Abrí la caja de herramientas y saqué el martillo y un clavo para manipostería de un paquete de plástico que contenía diversos clavos para diferentes superficies. Examiné la pared que estaba a la izquierda de la televisión y elegí un punto en el centro. Había un enchufe justo debajo. Sostuve el clavo en alto y lo clavé hasta la mitad con el martillo. Estaba colgando el reloj cuando se abrió la puerta y se asomó Danny.

– ¿Qué estás haciendo? Él no quiere ningún reloj aquí.

Terminé de colgar el reloj, bajé los brazos y la miré.

– Me dijo que quería uno.

Ambos miramos a Law en busca de apoyo. Los ojos del hombre pasearon de los de su esposa a los míos.

– Probemos un tiempo -dijo-. Me gusta saber qué hora es para no perderme los programas.

– Muy bien -dijo ella con tono cortante-. Lo que tú quieras.

Danny salió de la habitación y cerró la puerta tras de sí. Me incliné y enchufé el reloj a la corriente. Después miré mi reloj y me estiré para poner la hora y conectar la cámara. Cuando hube terminado volví a guardar el martillo en la caja de herramientas.

– ¿Harry?

– ¿Qué? -pregunté, aunque ya sabía lo que quería.

– ¿Me has traído un poco?

– Un poco.

Abrí otra vez la caja de herramientas y saqué de ella la petaca que había llenado en el aparcamiento del Vendóme.

– Danny me ha dicho que estás de resaca. ¿Seguro que quieres?

– Claro que estoy seguro. Déjamelo probar, Harry, lo necesito.

Volví a repetir la misma rutina del día anterior y esperé a ver si era capaz de darse cuenta de que había aguado el whisky.

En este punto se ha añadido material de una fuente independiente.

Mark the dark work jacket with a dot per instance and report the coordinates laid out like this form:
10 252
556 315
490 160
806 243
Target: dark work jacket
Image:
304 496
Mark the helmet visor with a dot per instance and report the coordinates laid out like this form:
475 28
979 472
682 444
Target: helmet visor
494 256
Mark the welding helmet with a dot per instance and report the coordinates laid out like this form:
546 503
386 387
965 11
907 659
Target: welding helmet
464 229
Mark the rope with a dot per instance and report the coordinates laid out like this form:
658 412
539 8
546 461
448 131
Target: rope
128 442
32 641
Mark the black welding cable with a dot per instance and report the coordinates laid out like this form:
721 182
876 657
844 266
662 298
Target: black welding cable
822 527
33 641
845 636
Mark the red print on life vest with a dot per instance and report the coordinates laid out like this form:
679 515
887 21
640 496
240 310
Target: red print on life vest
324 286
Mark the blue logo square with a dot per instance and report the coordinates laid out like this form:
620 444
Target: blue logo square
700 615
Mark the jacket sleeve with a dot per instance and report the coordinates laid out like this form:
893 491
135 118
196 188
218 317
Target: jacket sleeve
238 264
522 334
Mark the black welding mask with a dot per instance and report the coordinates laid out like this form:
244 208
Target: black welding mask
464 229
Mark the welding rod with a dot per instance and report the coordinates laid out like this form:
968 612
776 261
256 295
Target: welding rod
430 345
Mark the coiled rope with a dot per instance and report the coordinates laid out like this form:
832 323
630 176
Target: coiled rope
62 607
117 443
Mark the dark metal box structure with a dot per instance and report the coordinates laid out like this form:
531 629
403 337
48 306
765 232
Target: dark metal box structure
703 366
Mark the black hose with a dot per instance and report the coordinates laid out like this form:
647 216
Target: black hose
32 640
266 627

– Ah, esto sí que es bueno, Harry. Dame un poco más, ¿quieres?

Lo hice y después cerré la petaca, sintiéndome en cierto modo culpable de darle a ese hombre roto el único consuelo que parecía tener en la vida.

– Escucha, Law, he venido para avisarte. Creo que he levantado la liebre con esta historia.

– ¿Qué ha pasado?

– Traté de localizar a esa agente que dijiste que llamó a Jack Dorsey por el problema con un número de serie, ¿recuerdas?

– Sí, recuerdo. ¿La encontraste?

– No, Law, no la encontré. La agente era Martha Gessler. ¿Te suena de algo?

Su mirada se movió por el techo como si fuera allí donde guardaba su base de datos.